The consumption tax is the same for all beverages, irrespective of sugar content. Mineral water is exempt. However, low-alcohol beer with 0.5% or less abv and other beverages with a maximum abv of 1.2% are included.
Nederlandse Brouwers chairman Fred Teeven said: “It is a worrying development that the sale of alcohol-free beer has decreased.
“Breweries have agreed with the government to stimulate alcohol-free beer, so that consumers always have the choice to opt for alcohol-free beer if they want to drink less alcohol.
“It is therefore inexplicable that the government has significantly increased the tax on alcohol-free beer. We call on the new cabinet to reverse this increase.”
Nederlandse Brouwers added the excise duty increase, which came into force on 1 January, was “still reverberating”, with shoppers crossing the border to neighbouring countries to buy beer.
“We see that more and more beer drinkers are getting their beer across the border, with major consequences for supermarkets and liquor stores and in the border regions,” Teeven said.
“We cannot help but see this reflected in the cross-border effects monitoring of the Ministry of Finance.

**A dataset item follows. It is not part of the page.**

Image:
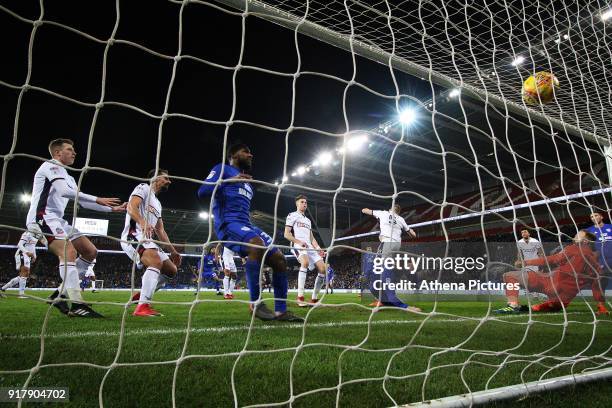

We are curious to see what measures the new State Secretary will take, because this will also affect the quality of life in many villages if supermarkets have to close.”
In 2023, total beer sales in the Netherlands amounted to 11.56m hectolitres, marking a 5.6% fall from 2022 and even less than the pre-Covid 2019 figure of 12.13m hectolitres.
Sales of lager and beer mixes – such as radlers – fell by 6.5% and 15.2% respectively, which the Dutch brewers’ association attributed to bad weather last summer and increasing inflation.
In contrast to the first half of 2024, non-alcoholic beer was last year described as the “growth driver of beer sales over the past ten years” after sales “increased by 555% between 2010 and 2022”.
*The Nederlandse Brouwers data includes domestic brands as well as imported brands that are sold on the Dutch market. Beer that is brewed in the Netherlands and is exported to other countries is not included in the data.